Chalk up the explosion in Fisher’s followers to Followgen. Only six months old, the company bags engagement numbers for its users that appear to soar above those associated with Twitter’s advertising products.
Followgen works by engaging users in a way that none of Twitter’s paid ad products do. The service targets Twitter users by “favoriting” their tweets. Any user may favorite tweets by clicking the “favorite” widget beneath a tweet. That tags the tweet with a star, and sends a notification to the author of the tweet.
But Followgen enables users to automatically favorite hundreds, even thousands, of tweets. Operating a Followgen user’s Twitter handle, the service assigns favorites to tweets whose contents meet certain criteria set by the Followgen user. That criteria includes keywords or phrases, location, content, time period, device and sentiment.
Twitter ad products offer some of the same targeting options. But they don’t allow users to drill down to as granular a level as Followgen in some categories, and they don’t use favorites to reach users.
Followgen outperforms Twitter ad products because it creates a “one-to-one interaction” between marketer and targeted users, said the company’s 25-year-old founder, Myles Recny. While Twitter’s ad products expose a marketer’s tweets, handle or manufactured trend to users, Followgen, on behalf of a user, directly interacts with others by favoriting their tweets. That increases the likelihood of eliciting a response, according to Recny.

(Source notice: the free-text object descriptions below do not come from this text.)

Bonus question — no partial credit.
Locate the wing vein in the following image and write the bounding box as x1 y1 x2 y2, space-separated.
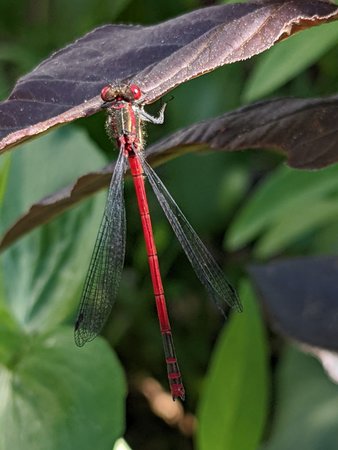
141 155 241 315
74 149 127 346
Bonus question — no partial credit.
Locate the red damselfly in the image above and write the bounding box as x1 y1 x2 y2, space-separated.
74 83 242 400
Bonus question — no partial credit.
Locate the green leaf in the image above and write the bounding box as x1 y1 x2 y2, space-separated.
0 327 126 450
1 125 106 231
0 42 37 72
0 154 10 206
255 199 338 258
310 220 338 254
197 280 269 450
0 129 127 450
0 127 107 331
242 22 338 102
0 306 23 366
261 347 338 450
226 164 338 251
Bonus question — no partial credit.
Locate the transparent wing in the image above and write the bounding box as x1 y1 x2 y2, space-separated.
141 156 242 315
74 150 127 346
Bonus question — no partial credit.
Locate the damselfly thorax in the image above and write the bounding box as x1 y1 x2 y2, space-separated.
102 83 165 154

Followgen’s service conveys to targeted users, “Hey, I like that piece of content that you shared,” Recny said. “It’s not just promoted tweets hovering at the top of your stream, sort of disconnected from you.”

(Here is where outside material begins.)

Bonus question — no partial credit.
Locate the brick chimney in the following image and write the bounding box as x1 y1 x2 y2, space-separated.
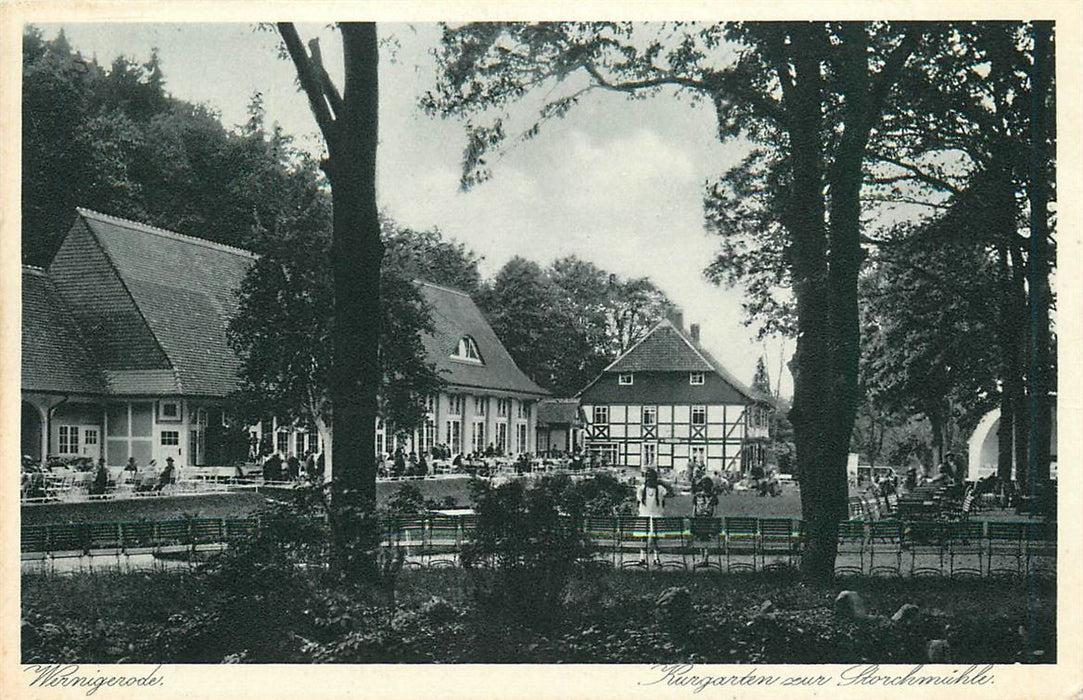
667 309 684 330
690 323 700 345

Indeed, the service seems to offer significantly higher return on investment than Twitter’s ad products.
Targeting the terms “real estate,” “luxury” and “Park City,” Fisher gained 86 followers in a week from over 4,000 targeted favorites that Followgen doled out for him. He used a week-long trial version of Followgen’s “shuttle” product, which costs $29 a month.
If he extended his campaign by paying for “shuttle,” and he maintained the conversion rate of his week-long campaign, he would have ended up paying $29 for 334 followers ,or about $.08 per follower, over a span of four weeks.
There don’t appear to be any figures available that capture average ROIs for Twitter ad products, but anecdotally, their bang for your buck seems to pale in comparison to what Followgen did for Fisher.
A Bloomberg Businessweek story that ran last summer, for example, referenced two business owners who used Twitter’s self-service advertising, and both reported spending what works out to be more than $5 in advertising credit to acquire just one follower. That’s about 60 times as much per follower as what Fisher paid using Followgen.
While Followgen delivers impressive results, some might dismiss the service as a dubious provider of heavily camouflaged advertising. Followgen provides no indication to targeted users that they are being tagged through an automated system. And people targeted by favorites cannot determine from a Followgen user’s profile that the user is using Followgen.
But before writing off Followgen, it may be worth remembering that many, if not most, people join Twitter to advance an agenda, whether personal or business-related.
Many of these users behave in hyper-extroverted and exhibitionist ways as a result. Sometimes that means following and mentioning handles like there’s no tomorrow. Favoriting is no different. People and brands do it all the time to reel in followers.
Followgen simply automates the process. Just like users who attempt to generate leads through individual actions, it advances an agenda without explicitly announcing that it is doing so.
The only difference is that Followgen executes the strategy on a scale that self-promoting Realtors or loan officers, who may invest significant time following or favoriting others to attract attention, could only dream of.